We’ll show you the best way to get your goods from point A – whether it be by land, air or water. We can also help with customs forms and transit timeframes so that no stone goes unturned in getting them where they need go.
Remember, Sino Shipping is just a click away to answer every question you have.
Ready for the journey? Let’s start:
1. What is the best way to ship from China to Switzerland?
There are two options for shipping commercial good – ocean and air shipping. Here are the pros and cons of the different options:
Ocean freight China-Switzerland:
Less than Container Load shipping (LCL) involves consolidating multiple shipments into one container so you can save on cost.
It’s ideal for small shipments that need transporting because it works out cheaper overall.
This option teakes advantage of larger vessels with higher load capacities per voyage, allowing you to share a container with other shippers.
Full Container Loads (FCL) are an excellent option for those who want to ship large quantities of products from China.
The flat fee covers the use and transportation costs, so there’s no need worry about hidden fees or surcharges when shipping abroad with this service.
Air Freight China-Switzerland:
This is the best option for those in a hurry to get their goods safely from Switzerland.
It’s quick and flexible but remember that it costs more than other methods of transportation!
2. How much does it Costs Shipping to Switzerland from China:
- Freight forwarder may consider many elements, such as:
- What the cargo is
- Whether the shipment will be FCL, LCL, or Air
- The size and weight of the shipment
- The length of time and distance of the journey
- Whether the delivery will be to and from a port or door-to-door
- The price of shipping your cargo will depend mostly on its weight. If your shipment weighs 100kg or less, the price difference between shipping and air is minimal.
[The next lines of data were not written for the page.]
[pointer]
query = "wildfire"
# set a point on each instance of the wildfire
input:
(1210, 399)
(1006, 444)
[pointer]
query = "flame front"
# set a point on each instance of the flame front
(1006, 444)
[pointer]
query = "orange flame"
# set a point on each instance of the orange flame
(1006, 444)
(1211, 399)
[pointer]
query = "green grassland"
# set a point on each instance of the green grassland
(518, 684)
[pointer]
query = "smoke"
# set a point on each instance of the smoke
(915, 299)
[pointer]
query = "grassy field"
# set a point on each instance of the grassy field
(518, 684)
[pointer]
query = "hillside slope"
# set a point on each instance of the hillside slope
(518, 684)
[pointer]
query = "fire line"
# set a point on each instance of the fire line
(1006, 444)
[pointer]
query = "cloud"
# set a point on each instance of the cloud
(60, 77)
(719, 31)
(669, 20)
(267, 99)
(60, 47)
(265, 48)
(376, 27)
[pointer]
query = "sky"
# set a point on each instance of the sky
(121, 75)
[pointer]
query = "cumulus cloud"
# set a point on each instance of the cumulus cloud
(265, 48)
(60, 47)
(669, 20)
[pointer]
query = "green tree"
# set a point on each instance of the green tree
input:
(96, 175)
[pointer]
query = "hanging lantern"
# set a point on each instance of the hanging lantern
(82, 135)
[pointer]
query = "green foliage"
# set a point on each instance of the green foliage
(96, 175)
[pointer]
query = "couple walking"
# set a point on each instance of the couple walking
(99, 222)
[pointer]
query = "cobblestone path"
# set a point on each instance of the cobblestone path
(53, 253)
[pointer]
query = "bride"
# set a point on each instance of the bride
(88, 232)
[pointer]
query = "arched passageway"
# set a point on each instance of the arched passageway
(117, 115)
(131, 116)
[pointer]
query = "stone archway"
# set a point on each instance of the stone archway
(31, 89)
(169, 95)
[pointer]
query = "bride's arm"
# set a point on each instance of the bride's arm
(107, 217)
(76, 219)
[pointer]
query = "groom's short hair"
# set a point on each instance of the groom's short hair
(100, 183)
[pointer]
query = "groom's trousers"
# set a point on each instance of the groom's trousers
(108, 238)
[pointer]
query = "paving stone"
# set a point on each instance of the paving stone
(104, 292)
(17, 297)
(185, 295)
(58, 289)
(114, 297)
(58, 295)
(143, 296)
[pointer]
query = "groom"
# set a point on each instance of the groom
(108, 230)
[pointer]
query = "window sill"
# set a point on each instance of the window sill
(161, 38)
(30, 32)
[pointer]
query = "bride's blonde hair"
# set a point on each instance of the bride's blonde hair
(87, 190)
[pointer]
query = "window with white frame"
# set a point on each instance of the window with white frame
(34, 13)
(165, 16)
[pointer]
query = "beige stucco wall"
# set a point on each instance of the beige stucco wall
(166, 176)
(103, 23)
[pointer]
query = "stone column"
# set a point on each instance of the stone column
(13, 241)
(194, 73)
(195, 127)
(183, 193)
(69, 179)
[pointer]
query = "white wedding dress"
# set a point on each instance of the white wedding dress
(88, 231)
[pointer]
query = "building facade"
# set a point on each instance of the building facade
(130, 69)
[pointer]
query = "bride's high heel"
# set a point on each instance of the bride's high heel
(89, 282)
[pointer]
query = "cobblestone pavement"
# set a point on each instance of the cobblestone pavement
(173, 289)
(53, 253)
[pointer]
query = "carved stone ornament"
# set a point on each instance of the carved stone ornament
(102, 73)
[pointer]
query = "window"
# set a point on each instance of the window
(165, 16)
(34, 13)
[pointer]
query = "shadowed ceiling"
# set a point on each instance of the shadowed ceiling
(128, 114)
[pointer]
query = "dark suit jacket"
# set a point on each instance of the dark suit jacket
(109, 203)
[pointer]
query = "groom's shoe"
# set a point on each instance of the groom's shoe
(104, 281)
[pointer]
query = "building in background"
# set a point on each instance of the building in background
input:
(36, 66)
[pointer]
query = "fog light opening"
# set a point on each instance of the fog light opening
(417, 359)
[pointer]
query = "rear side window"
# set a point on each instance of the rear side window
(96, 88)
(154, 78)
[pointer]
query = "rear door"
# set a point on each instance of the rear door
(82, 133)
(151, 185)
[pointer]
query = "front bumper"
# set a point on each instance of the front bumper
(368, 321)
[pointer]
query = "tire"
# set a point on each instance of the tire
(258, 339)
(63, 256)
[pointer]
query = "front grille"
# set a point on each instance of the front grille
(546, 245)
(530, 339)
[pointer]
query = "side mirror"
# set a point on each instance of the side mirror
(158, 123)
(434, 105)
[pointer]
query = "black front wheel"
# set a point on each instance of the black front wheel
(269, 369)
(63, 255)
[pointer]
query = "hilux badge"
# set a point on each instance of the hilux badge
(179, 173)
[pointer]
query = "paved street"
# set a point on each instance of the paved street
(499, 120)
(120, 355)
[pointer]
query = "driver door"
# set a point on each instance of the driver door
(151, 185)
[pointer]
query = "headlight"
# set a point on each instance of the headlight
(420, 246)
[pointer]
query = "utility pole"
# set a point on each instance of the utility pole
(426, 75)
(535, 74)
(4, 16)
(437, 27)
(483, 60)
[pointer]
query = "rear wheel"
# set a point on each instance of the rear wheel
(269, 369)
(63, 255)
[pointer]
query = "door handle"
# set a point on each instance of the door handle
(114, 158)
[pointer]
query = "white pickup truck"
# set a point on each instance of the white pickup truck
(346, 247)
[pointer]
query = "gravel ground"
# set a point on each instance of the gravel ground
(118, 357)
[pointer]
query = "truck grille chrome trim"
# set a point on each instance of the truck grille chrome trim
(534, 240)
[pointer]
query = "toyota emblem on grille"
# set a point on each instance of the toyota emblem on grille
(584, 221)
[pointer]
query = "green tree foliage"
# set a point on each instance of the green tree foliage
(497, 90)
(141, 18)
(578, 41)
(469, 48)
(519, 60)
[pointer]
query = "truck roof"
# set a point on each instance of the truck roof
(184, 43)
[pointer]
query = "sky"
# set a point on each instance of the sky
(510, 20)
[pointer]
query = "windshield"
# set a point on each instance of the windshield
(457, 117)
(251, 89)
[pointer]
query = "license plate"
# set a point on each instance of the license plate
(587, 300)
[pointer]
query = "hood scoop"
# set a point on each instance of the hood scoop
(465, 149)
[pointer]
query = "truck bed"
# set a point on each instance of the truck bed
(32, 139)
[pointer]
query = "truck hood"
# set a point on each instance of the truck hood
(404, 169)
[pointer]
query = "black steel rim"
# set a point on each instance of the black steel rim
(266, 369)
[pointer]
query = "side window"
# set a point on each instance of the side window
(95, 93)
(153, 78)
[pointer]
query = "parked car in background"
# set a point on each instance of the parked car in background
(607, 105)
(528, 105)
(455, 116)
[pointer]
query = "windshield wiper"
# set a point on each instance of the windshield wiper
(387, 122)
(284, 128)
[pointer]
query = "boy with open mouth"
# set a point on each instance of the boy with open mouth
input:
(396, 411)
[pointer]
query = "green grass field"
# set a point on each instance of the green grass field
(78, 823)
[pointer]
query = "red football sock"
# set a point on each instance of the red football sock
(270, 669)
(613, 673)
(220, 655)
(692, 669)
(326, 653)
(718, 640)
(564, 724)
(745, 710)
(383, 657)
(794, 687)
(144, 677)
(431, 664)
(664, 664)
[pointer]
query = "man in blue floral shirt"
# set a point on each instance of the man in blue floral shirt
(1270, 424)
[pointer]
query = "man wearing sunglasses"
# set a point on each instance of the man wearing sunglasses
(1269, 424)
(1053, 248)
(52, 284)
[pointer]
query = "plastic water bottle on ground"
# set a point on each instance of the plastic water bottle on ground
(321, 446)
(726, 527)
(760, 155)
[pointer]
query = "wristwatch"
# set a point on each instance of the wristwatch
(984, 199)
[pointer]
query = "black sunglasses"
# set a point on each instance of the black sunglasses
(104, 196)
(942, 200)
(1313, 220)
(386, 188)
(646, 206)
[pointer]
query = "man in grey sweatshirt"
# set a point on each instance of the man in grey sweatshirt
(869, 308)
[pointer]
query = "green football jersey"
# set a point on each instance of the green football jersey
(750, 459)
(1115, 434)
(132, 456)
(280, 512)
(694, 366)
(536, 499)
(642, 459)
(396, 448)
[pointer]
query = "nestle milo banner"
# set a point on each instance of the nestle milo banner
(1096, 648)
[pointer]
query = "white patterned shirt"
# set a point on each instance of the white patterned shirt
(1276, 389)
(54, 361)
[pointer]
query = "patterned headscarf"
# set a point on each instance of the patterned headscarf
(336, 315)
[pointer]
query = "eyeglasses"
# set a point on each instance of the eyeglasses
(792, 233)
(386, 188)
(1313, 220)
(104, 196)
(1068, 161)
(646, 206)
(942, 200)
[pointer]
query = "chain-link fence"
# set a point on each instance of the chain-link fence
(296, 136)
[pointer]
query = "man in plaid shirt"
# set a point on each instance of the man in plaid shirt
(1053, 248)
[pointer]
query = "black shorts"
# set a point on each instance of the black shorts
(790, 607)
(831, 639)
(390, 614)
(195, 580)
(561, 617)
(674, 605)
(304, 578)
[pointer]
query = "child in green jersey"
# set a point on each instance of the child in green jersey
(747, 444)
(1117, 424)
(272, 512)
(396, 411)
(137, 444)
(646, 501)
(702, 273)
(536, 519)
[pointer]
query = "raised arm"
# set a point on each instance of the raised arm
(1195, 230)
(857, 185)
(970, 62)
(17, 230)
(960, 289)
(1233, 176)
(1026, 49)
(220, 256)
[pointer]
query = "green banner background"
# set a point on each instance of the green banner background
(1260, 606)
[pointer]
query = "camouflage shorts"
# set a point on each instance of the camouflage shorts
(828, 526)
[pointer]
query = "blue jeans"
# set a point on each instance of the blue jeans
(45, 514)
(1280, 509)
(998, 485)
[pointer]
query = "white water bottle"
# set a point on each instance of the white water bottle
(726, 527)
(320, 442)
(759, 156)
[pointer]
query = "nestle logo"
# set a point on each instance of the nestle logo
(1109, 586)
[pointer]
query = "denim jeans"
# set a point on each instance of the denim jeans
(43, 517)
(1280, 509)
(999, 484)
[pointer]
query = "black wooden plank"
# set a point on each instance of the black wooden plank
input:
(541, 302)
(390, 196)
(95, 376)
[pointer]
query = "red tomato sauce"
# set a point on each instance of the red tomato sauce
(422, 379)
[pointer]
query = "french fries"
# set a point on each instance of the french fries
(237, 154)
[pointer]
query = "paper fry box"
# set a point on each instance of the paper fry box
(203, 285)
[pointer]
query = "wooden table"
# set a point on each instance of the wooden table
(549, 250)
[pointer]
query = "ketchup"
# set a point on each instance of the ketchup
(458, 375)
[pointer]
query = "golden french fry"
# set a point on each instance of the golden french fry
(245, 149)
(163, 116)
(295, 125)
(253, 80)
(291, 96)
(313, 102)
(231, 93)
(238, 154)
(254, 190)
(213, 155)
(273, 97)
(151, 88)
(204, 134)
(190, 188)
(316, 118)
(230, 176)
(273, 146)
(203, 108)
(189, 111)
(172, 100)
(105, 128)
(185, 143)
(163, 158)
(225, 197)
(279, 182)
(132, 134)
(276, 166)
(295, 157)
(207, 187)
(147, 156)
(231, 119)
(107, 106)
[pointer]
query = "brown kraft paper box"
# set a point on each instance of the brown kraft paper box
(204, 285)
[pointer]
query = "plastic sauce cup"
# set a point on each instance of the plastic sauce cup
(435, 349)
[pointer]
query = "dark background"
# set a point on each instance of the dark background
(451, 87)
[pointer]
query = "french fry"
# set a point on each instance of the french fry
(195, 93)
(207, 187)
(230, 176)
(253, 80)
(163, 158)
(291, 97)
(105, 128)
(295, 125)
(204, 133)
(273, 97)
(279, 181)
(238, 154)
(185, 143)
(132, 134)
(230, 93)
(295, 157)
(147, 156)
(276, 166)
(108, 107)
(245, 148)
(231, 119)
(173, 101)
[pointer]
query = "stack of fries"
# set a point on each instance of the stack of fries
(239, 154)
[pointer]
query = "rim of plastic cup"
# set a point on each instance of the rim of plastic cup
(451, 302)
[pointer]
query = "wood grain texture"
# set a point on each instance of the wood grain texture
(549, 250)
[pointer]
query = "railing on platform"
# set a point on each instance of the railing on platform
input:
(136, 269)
- For shipments of under 35kg, an international courier service will actually be your most cost-effective option.
3. What is the typical timeframe for shipping?
Air shipping is a much quicker way to get your shipment to Switzerland, taking about a week, depending on where you are sending them and when they’ll arrive at their new destination.
Example Quote :
- POL : Bejing, PEK
- POD : Zurich, ZRH
- AIRLINE : CA ( Air China )
- ROUTE : Via Frankfurt FRA
- T.T : 3-4 Days
The length of this process involves loading up the plane with all of those packages that need quick transportation – and then checking it over before taking off for another country’s customs service desk where things will be handled carefully but quickly.
A shipment by sea, on the other hand, can take 3 to 8 weeks to reach Switzerland.
4. Clearing customs in both countries:
When you need to ship something across the borders of China and Switzerland, it’s important that all formalities are carried out in compliance with their respective customs regulations.
This means working closely with an agent or freight forwarder who will be able take care your needs from start-to finish so there aren’t any hiccups along this process.
There are several documents you will need for this:
– A Commercial Invoice
– A list of everything in the container
– An official Certificate of Origin
– A letter indicating the payment details
– A Bill of Lading if you are shipping by sea or otherwise an Airway Bill if you are shipping by air (But you can leave this in Sino Shipping’s expert hands)
We’re here to help you through the process of customs. We’ve got a list for documents that should be submitted and we’ll guide customers on how best to prepare themselves.
5. Will air or sea work better for you?
Sea freight Container:
The Swiss transport industry is highly developed and efficient, with all sea freight entering the country through a European port.
Containers are then loaded onto trucks for land transport or canals to rivers where they’ll be barged across lakes depending on their final destination; most commercial cargo travels standard size containers but Sino Shipping also offers specialized solutions like refrigerated ones if needed.
6. Explaining container shipping:
When to choose LCL shipping:
LCL shipping is the perfect solution for those who need to ship small volumes of goods under 6 standard pallets and/or have goods that won’t work for air travel.
This saves time and money, as you don’t have wait on large cargo flights or pay extra fees with your shipments.
LCL shippers also provide faster turnaround times because they can deliver packages right away instead of waiting days before delivering them at their final destination.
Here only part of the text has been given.